[3.x] iCloud (TouchID) userHandle is without dash

[stoutZero]

PHP & Platform

8.3.6 - macOS 14.4.1 aarch64

Database

PostgreSQL 14.11

Laravel version

11.5.0

Have you done this?

• I have checked my logs and I'm sure is a bug in this package.
• I can reproduce this bug in isolation (vanilla Laravel install)
• I can suggest a workaround as a Pull Request

Expectation

When I use 1Password / my macbook's TouchId, as long as I have registered it in the system, I should be able to login.

Description

When using 1Password as a Passkey, 1Password seems to be sending the userHandle in the format that this package expects, which is without dash, e.g.:
6943324022c046d395de29ceda194b63

Which will be validated in \Laragear\WebAuthn\Assertion\Validator\Pipes\CheckCredentialIsForUser@validateId like so:

hash_equals(Uuid::fromString($validation->credential->user_id)->getHex()->toString(), $handle);
// using the userHandle 1Password provided, the line above becomes:
'6943324022c046d395de29ceda194b63' === '6943324022c046d395de29ceda194b63';

But my MBP's TouchID seems to sent userHandle with dash, i.e.: 69433240-22c0-46d3-95de-29ceda194b63
the hash_equals above effectively becomes:

'6943324022c046d395de29ceda194b63' === '69433240-22c0-46d3-95de-29ceda194b63';

This makes logging-in using my TouchID to be impossible, I reckon other people also can not login.

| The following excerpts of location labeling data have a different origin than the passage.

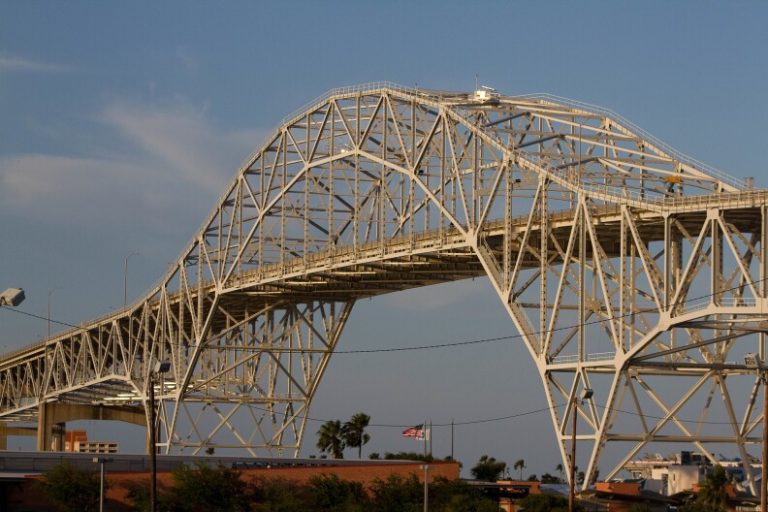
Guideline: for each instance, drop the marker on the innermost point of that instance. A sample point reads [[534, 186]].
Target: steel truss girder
[[596, 237]]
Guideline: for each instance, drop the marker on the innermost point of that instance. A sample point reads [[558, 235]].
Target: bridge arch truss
[[624, 266]]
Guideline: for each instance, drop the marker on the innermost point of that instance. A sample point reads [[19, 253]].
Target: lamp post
[[125, 277], [753, 361], [12, 297], [50, 292], [103, 461], [159, 368], [586, 394]]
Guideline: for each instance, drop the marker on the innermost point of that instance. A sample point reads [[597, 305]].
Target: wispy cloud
[[171, 165], [19, 64]]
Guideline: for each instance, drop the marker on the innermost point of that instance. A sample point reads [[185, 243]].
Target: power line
[[27, 313], [456, 423]]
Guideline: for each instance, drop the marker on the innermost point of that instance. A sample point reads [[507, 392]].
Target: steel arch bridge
[[625, 267]]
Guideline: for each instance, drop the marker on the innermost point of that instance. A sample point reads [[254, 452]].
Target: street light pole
[[103, 461], [125, 277], [752, 360], [160, 367], [763, 490]]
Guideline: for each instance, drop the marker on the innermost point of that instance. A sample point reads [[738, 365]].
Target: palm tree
[[354, 434], [520, 464], [330, 439]]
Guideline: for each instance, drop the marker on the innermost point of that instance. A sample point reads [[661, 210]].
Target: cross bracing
[[624, 266]]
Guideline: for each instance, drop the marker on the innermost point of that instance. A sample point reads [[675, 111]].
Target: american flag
[[415, 431]]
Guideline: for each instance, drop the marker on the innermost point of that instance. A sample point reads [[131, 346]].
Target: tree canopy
[[354, 434], [488, 468], [330, 439], [71, 489]]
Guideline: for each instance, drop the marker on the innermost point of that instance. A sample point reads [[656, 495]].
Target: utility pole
[[586, 394]]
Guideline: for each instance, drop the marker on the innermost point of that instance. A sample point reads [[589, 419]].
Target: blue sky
[[121, 123]]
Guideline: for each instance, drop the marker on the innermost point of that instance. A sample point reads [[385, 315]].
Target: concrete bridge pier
[[53, 416]]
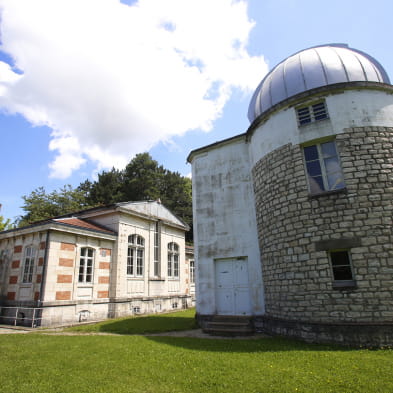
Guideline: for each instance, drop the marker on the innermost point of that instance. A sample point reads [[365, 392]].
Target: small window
[[341, 268], [86, 265], [173, 260], [28, 266], [192, 271], [311, 113], [135, 255], [136, 310], [323, 167], [157, 267]]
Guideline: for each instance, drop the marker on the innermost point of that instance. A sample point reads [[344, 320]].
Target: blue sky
[[193, 78]]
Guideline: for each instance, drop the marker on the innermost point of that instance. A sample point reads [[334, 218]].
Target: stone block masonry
[[292, 226]]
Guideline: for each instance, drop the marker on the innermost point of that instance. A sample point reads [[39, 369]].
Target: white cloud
[[113, 80]]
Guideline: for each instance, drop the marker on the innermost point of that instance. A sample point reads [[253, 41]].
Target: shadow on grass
[[148, 324], [265, 344]]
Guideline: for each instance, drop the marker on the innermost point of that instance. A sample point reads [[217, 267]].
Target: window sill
[[344, 284], [327, 193]]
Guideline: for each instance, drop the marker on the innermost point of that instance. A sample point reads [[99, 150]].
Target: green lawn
[[37, 363], [181, 320]]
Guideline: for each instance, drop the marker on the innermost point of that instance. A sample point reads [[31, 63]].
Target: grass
[[38, 363], [181, 320]]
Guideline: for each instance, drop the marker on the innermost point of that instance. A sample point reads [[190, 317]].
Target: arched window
[[28, 266], [135, 255], [173, 260], [86, 265]]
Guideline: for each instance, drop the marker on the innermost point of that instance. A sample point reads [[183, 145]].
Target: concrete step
[[229, 325]]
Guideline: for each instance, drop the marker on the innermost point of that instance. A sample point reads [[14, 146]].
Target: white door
[[232, 290]]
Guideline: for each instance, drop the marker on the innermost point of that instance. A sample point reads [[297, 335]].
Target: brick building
[[293, 218], [127, 258]]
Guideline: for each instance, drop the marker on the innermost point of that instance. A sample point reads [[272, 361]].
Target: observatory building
[[293, 218]]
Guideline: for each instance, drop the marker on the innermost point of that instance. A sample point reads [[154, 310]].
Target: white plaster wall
[[360, 108], [224, 220]]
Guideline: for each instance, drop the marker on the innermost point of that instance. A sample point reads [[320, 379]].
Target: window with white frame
[[323, 167], [192, 271], [4, 260], [86, 263], [312, 113], [157, 267], [341, 266], [173, 260], [135, 255], [28, 265]]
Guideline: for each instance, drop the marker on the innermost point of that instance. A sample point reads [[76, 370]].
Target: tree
[[107, 189], [142, 179], [40, 206], [5, 224]]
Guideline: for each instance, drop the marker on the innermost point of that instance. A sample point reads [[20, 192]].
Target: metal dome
[[314, 67]]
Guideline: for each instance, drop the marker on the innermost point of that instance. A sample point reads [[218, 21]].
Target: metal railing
[[21, 316]]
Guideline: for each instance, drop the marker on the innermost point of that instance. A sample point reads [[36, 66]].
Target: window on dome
[[323, 167], [312, 113]]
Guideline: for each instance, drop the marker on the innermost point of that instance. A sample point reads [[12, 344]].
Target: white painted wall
[[224, 220], [350, 108]]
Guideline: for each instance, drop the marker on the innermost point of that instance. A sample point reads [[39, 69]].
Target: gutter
[[44, 270]]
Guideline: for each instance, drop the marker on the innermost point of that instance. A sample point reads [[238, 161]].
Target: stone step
[[228, 331], [229, 325]]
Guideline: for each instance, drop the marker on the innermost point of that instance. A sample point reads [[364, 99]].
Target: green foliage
[[129, 364], [182, 320], [5, 224], [40, 205], [142, 179]]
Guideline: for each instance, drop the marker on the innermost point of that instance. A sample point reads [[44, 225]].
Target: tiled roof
[[77, 222]]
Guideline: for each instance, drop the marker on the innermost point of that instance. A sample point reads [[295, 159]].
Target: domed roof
[[314, 67]]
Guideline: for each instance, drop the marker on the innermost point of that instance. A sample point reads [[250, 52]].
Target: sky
[[87, 84]]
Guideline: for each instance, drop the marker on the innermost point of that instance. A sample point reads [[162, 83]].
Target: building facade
[[123, 259], [293, 219]]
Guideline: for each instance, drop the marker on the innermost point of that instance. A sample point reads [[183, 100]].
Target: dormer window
[[311, 113]]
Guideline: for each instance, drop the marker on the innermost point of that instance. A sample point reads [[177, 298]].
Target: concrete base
[[349, 334]]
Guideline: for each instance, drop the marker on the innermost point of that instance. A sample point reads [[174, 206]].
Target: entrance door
[[232, 290]]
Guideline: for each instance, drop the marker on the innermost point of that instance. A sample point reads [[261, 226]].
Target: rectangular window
[[86, 265], [173, 260], [157, 268], [28, 267], [341, 268], [323, 167], [311, 113], [192, 271], [135, 255], [130, 261]]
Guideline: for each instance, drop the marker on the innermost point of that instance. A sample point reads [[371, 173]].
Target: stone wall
[[296, 230]]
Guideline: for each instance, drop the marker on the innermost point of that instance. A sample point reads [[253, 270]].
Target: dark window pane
[[339, 258], [314, 168], [342, 273], [316, 184], [311, 153], [332, 164], [328, 149], [336, 181]]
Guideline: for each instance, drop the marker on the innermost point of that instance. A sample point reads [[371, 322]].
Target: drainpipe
[[44, 272]]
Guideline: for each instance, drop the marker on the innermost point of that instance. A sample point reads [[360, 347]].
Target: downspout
[[44, 272]]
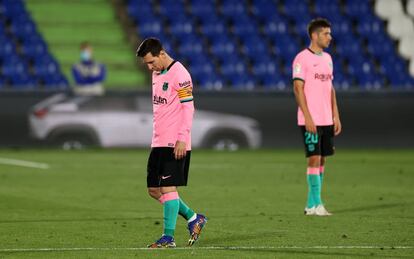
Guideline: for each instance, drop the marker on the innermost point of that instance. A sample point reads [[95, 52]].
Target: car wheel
[[74, 141], [227, 142]]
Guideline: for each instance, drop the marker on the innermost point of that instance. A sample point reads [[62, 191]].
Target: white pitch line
[[9, 161], [63, 249]]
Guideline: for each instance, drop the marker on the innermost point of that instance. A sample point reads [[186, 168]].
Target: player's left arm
[[184, 90], [335, 112]]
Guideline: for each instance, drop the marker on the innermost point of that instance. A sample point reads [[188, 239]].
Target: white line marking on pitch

Right now this issue is not a problem in my projects, as I am using this workaround in my WebAuthnLoginController.php:

    public function login(AssertedRequest $request)
        : \Symfony\Component\HttpFoundation\Response
    {
        // hacky workaround =>
        $userHandle = $request->json()->get('response.userHandle');

        $request->json()->set('response',
            [
                'userHandle' => Str::replace(
                    '-', '', $userHandle ?? ''
                )
            ]
            + $request->json('response')
        );

        $user = $request->login();

        // ...
    }

But someone might want to address this issue

Reproduction

// sorry, don't have the time to make a repro, feel free to just close this issue :)
// the issue itself is easily fixable on userland, with a little hack.

Stack trace & logs

// This is the TouchID
[2024-05-03 09:50:12] local.DEBUG: array (
  'request' => 
  array (
    'remember' => NULL,
    'id' => 'ZDariNmfR72XYzZEG-QMubXC9Mc',
    'rawId' => 'ZDariNmfR72XYzZEG-QMubXC9Mc',
    'response' => 
    array (
      'authenticatorData' => 'REDACTED',
      'clientDataJSON' => 'REDACTED',
      'signature' => 'REDACTED',
      'userHandle' => '69433240-22c0-46d3-95de-29ceda194b63',
    ),
    'type' => 'public-key',
    'clientExtensionResults' => 
    array (
    ),
    'authenticatorAttachment' => 'platform',
  ),
  'handle' => '69433240-22c0-46d3-95de-29ceda194b63',
  'Uuid::fromString()->getHex()->toString()' => '6943324022c046d395de29ceda194b63',
)  
[2024-05-03 09:50:12] local.DEBUG: Assertion Error: User ID is not owner of the stored credential.  

// This is 1Password
[2024-05-03 09:50:35] local.DEBUG: array (
  'request' => 
  array (
    'remember' => NULL,
    'id' => 'auDdo3Qn2MZ47Fp0bg0hIg',
    'rawId' => 'auDdo3Qn2MZ47Fp0bg0hIg',
    'response' => 
    array (
      'authenticatorData' => 'REDACTED',
      'clientDataJSON' => 'REDACTED',
      'signature' => 'REDACTED',
      'userHandle' => '6943324022c046d395de29ceda194b63',
    ),
    'type' => 'public-key',
    'clientExtensionResults' => 
    array (
    ),
    'authenticatorAttachment' => 'platform',
  ),
  'handle' => '6943324022c046d395de29ceda194b63',
  'Uuid::fromString()->getHex()->toString()' => '6943324022c046d395de29ceda194b63',
)

[DarkGhostHunter]

This should be fixed by simply checking if the user handle sent by the Authenticator is an UUID, and normalize it, on the pipe that checks that.